The three providers below are illustrative, not a ranking. Each plays a distinct role in the small Jeddah francophone education market.

Lycee International Jean Mermoz de Jeddah, the single AEFE-network school in the city, runs the full French national curriculum from maternelle through to terminale. The school sits in the Al Hamra district and serves a mix of French passport holders, Saudi-French dual nationals, Lebanese, Tunisian, Moroccan and Algerian families. Average baccalaureat results sit in the 88 to 92 per cent pass band with strong placement into Paris-based universities and grandes ecoles preparatory classes back in France.

Alliance Francaise Jeddah, the cultural and language partner of the French embassy, does not run a school timetable but offers after-school and weekend French tuition for children attending English-medium international schools. This is the most common solution for francophone families who arrive after the Lycee main admissions window and find places full.

Cours Pi and CNED distance providers are used by around 30 to 40 Jeddah families a year, mostly in cases where the parents are on a 1 to 2 year contract in Saudi Arabia and plan to slot their child back into a French lycee on return. The child typically attends an English-medium school by day and completes CNED material in the evenings under parental supervision, with a structured French baccalaureat examination booked at the French consulate or a third country.

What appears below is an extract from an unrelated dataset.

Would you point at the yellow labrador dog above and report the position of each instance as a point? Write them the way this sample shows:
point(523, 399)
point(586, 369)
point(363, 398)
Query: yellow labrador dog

Where French families live

The francophone community in Jeddah clusters around Al Hamra and Al Rawdah, both central residential districts with established villa compounds and reasonable proximity to the Lycee Jean Mermoz. Older French expatriates often live in independent villa rentals along the Tahlia Street axis, while newer arrivals on engineering, construction or healthcare contracts gravitate to the compound housing along the northern Corniche where compounds offer pool and gym facilities behind security gates.

Jeddah's French community is smaller than its Riyadh counterpart by roughly half, with around 1,800 registered French passport holders in the western region according to consulate figures, against 3,200 in the central region around Riyadh. The community is closely-knit, with the Alliance Francaise running a weekly Saturday cafe meet and a strong WhatsApp parents group used by families to coordinate transport, hand down uniforms and pass on information about local services. Our Jeddah neighbourhoods guide gives a fuller picture of the residential geography.

Admissions and the baccalaureat pathway

The Jeddah school year runs August to June, matching the Saudi national calendar. Lycee Jean Mermoz applications for the August 2026 academic year opened in October 2025 and closed for the main intake by February 2026. The school maintains a waiting list, with mid-year transfers possible up to fin de cinquieme (Year 8 equivalent) but progressively more difficult thereafter. Premier and terminale transfers are essentially impossible because the baccalaureat coursework, controle continu marks and subject specialisation are already locked in.

The baccalaureat itself follows the post-2021 French reform structure with two specialty subjects in premiere narrowing to two specialties plus an optional third in terminale. Most Jeddah francophone families take the standard mix of mathematics, physics-chemistry and either history-geography or sciences economiques et sociales. The Saudi Ministry of Education requires the school to deliver Arabic Language for all Arab nationals and Islamic Studies for all Saudi nationals, which is layered on top of the standard French timetable for the relevant pupils.

Frequently asked questions

How many French curriculum schools are there in Jeddah?

Jeddah has one AEFE-network school, the Lycee International Jean Mermoz, plus a few private French language sections inside larger international schools and the Alliance Francaise after-school provision. There is no second full Lycee in the city, so families needing French-medium baccalaureat education essentially have one school choice with CNED distance learning as the fallback.

How much does the Lycee Jean Mermoz cost?

Annual tuition runs from around SAR 28,000 in maternelle through to SAR 55,000 in terminale. French passport holders may apply for an AEFE bourse scolaire through the French consulate, which is means-tested and can reduce fees substantially. Registration is around SAR 5,000 and the cooperative fee covering trips and materials adds a few hundred riyals a year.

Does the Lycee deliver the French baccalaureat?

Yes. The Lycee Jean Mermoz is homologated by the French Ministry of Education and follows the post-2021 baccalaureat structure with two specialties in terminale, the grand oral and the mathematics common core. Pass rates sit in the 88 to 92 per cent band and placement into French universities is strong, including occasional grandes ecoles preparatory class admissions.

Can francophone families live outside Al Hamra?

Yes, but the school does not run dedicated school buses to all parts of Jeddah, so families living in Obhur or the far north of the city face a 30 to 40 minute commute each way. Most French families settle in Al Hamra, Al Rawdah or the central Tahlia Street axis to minimise the school run, with some compound options at Cinnamon and Movenpick on the northern Corniche.

What happens if my child does not get a Lycee place?

Two common paths exist. Families either enrol the child in an English-medium school such as JKIS or BISJ with after-school French tuition through the Alliance Francaise, or they run a parallel CNED distance learning programme in French alongside an English-medium school day. The CNED route preserves French syllabus continuity for families returning to France within 2 to 3 years.